Facial Recognition and Object Detection
Convolutional neural networks can do more than just classify images; they play an important role in modern facial-recognition and object-detection systems, too. Learn how self-driving cars use advanced CNNs to recognize objects around them, and how to build an end-to-end facial recognition system by combining CNNs with popular face-detection algorithms.

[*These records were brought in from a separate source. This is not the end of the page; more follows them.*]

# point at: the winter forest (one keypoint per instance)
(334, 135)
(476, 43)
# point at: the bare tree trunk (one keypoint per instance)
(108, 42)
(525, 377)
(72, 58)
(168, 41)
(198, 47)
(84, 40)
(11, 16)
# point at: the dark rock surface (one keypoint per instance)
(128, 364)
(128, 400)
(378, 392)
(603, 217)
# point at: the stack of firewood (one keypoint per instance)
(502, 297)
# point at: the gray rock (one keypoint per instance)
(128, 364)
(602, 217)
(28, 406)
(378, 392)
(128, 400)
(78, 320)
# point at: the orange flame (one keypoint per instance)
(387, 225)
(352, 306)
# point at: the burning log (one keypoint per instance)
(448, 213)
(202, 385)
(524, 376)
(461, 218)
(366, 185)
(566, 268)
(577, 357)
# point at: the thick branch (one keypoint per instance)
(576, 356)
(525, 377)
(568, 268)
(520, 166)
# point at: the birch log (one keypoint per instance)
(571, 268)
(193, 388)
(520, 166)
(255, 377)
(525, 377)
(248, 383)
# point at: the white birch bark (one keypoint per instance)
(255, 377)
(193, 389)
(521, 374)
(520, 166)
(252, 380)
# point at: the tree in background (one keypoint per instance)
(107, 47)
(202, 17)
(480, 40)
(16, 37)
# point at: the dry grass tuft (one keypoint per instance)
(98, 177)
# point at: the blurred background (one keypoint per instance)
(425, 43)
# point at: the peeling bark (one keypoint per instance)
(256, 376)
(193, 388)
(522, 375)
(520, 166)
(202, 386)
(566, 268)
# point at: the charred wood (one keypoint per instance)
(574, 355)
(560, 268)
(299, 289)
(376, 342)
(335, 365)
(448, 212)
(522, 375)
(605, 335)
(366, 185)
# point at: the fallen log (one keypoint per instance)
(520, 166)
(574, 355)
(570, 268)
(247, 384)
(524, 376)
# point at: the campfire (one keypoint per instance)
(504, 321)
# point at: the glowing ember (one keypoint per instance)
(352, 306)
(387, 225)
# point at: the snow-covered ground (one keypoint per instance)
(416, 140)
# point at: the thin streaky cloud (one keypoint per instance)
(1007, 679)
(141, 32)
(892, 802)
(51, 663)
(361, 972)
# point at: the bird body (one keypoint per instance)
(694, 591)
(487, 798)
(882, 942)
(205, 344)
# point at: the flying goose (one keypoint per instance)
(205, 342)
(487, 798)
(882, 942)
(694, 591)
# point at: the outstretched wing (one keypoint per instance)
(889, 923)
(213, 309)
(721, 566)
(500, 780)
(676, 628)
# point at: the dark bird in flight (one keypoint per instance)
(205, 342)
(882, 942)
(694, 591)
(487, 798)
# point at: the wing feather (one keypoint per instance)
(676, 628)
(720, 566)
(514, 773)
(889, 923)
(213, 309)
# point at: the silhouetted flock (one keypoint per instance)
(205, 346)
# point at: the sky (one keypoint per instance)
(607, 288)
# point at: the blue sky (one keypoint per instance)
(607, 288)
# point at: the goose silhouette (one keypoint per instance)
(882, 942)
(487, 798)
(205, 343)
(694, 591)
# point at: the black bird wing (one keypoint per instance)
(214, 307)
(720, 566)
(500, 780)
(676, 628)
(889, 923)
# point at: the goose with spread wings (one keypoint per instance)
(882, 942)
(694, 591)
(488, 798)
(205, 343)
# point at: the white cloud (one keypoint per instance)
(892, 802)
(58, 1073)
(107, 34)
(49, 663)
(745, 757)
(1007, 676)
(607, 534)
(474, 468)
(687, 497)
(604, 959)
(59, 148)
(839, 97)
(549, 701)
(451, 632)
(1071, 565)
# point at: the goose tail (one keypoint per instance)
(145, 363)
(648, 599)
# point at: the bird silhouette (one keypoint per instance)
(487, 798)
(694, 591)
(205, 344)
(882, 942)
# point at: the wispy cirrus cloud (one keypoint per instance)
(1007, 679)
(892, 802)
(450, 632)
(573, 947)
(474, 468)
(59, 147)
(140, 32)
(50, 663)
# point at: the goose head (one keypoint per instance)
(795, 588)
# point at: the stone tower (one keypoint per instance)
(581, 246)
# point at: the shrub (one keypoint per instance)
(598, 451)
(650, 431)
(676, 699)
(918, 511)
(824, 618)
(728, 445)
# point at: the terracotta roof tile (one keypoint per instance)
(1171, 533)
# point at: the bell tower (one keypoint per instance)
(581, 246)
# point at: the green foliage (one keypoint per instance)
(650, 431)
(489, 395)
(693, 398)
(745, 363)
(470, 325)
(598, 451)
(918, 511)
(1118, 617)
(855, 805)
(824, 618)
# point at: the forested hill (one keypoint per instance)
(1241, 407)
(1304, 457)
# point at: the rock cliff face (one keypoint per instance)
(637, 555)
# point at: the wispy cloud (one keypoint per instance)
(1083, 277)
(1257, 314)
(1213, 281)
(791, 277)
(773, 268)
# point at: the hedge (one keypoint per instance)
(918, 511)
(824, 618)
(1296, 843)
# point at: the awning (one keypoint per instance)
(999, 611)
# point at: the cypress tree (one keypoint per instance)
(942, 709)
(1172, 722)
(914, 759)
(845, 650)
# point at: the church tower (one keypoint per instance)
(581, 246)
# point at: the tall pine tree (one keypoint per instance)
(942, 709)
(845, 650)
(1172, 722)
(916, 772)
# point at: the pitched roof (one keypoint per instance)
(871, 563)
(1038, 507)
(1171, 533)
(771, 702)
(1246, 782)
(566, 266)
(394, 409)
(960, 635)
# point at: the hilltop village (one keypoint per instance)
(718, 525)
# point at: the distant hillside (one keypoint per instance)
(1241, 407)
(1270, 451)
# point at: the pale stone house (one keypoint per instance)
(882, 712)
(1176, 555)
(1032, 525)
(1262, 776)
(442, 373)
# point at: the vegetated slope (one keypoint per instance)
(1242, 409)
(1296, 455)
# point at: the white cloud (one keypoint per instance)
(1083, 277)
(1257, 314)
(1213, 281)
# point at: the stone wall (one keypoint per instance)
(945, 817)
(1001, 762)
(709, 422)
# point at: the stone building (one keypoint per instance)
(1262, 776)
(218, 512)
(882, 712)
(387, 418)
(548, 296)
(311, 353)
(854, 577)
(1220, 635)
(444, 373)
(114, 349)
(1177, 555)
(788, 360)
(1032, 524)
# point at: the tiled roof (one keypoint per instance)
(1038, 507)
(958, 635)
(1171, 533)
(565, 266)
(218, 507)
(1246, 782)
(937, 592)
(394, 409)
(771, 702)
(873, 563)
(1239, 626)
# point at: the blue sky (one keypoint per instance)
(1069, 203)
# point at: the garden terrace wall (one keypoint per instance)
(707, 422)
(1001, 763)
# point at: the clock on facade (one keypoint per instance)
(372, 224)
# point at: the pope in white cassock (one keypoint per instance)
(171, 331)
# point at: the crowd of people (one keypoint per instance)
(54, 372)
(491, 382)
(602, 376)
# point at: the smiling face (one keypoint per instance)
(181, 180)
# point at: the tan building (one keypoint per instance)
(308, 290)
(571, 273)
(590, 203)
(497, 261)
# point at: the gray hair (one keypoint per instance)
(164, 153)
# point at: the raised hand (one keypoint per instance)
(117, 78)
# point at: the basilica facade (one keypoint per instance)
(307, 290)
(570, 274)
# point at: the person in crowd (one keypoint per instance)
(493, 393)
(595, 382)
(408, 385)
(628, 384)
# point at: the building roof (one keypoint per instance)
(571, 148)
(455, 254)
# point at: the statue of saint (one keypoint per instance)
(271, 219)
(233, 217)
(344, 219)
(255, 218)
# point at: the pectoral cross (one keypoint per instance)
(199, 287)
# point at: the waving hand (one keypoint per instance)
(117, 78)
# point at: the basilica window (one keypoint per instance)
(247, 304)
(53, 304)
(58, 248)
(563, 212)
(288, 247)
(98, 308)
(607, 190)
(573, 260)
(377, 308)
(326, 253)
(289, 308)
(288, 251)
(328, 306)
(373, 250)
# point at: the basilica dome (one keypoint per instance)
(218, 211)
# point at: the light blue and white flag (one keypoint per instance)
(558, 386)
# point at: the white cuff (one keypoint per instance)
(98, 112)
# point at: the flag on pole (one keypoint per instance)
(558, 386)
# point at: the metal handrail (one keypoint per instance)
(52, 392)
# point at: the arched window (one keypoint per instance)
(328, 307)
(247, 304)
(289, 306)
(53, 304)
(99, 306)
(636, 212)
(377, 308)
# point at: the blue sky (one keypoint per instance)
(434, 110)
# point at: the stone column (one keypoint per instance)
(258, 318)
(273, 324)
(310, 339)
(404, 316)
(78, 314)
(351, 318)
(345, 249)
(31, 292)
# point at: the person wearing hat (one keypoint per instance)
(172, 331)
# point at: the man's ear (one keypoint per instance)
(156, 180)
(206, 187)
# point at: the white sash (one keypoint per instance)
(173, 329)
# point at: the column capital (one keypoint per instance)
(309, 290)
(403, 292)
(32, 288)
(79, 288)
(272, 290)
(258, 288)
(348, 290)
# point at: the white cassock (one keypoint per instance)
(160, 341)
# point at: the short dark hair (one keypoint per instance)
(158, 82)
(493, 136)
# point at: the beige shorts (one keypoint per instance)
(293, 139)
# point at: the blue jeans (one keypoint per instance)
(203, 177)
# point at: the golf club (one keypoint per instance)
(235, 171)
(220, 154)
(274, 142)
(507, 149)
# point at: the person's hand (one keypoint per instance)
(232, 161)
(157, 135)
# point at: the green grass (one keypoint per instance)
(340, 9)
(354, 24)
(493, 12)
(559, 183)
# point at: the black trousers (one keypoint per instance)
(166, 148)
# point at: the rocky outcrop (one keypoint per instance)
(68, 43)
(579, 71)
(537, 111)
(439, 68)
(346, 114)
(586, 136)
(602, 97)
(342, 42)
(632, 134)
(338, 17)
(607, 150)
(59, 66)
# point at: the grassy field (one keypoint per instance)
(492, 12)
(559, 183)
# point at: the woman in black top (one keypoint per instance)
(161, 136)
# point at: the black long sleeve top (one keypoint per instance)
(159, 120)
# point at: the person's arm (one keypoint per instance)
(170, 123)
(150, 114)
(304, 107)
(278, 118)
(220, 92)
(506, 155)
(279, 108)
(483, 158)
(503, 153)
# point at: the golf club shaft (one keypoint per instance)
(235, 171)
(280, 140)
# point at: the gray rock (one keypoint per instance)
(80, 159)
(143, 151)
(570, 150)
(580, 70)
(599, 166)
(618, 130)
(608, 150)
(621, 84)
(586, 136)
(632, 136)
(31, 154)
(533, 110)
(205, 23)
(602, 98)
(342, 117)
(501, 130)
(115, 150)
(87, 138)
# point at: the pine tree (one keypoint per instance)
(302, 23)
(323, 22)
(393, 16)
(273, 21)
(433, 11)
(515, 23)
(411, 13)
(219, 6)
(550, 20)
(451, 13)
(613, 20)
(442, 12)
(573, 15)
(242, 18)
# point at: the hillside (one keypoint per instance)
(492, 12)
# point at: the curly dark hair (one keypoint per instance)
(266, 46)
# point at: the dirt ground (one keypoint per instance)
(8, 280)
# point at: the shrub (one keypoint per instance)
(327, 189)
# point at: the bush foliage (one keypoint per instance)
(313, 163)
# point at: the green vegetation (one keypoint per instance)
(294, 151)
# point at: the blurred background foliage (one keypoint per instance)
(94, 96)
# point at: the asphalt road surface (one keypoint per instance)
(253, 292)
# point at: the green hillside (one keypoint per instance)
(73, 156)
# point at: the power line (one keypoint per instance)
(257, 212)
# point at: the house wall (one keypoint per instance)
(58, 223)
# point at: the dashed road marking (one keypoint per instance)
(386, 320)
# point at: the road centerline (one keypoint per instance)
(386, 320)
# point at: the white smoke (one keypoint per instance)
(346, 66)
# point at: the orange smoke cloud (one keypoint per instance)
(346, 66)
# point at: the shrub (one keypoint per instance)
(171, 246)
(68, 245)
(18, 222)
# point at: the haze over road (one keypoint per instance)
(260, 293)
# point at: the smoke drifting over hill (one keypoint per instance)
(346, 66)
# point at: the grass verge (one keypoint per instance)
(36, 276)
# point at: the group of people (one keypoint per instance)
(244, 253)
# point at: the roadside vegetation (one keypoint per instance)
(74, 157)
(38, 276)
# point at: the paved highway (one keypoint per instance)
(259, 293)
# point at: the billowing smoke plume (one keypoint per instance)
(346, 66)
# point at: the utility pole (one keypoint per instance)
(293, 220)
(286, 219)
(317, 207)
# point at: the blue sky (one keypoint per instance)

Natural Language Processing
Deep neural networks have grown in sophistication to the point that they can process text and speech – sometimes more accurately than humans. Learn how to use Keras and TensorFlow to build and train neural networks that classify text, translate text, answer questions, and perform other NLP tasks. Also learn how to leverage pretrained deep-learning models to perform feats of NLP magic, and use pretrained models from Hugging Face to implement semantic search over domain-specific data. 

Azure Cognitive Services
Azure Cognitive Services is a set of cloud-based services and APIs for building intelligent applications in any language and on any platform. Backed by state-of-the-art ML and AI algorithms, they can caption images, analyze text for sentiment, determine whether a photo contains inappropriate content, translate speech in real time, and much more. Learn how to use Azure Cognitive Services to add intelligence to your apps, and then build a Web site that extracts text from uploaded images and translates that text into the language of your choice.

OpenAI and ChatGPT
OpenAI trains sophisticated deep-learning models such as ChatGPT and DALL·E and makes them available to the public through REST APIs. ChatGPT is the most advanced text-generation model ever built, featuring 175 billion parameters. It excels at classifying text, translating text to other languages, generating longform text from simple descriptions, writing code in a variety of programming languages, converting code into natural language, and more. It's also adept at answering questions from context that you provide. Learn how to use OpenAI's text- and code-generation APIs to improve your business, and then combine ChatGPT with OpenAI’s Embeddings API to build a rich semantic-search system.

Image Generation
Autoencoders, GANs, and diffusion models, oh my! Image generation is the next big thing in AI, and it has grown exponentially in capabilities in just the past 12 months. Learn how deep-learning models generate photorealistic images and how to use state-of-the-art models such as Stable Diffusion and DALL-E to build cutting-edge apps for any platform and in any programming language.

Who Benefits

Software engineers

Prerequisites

Most coding will be done in Python, so familiarity with Python is helpful but not required.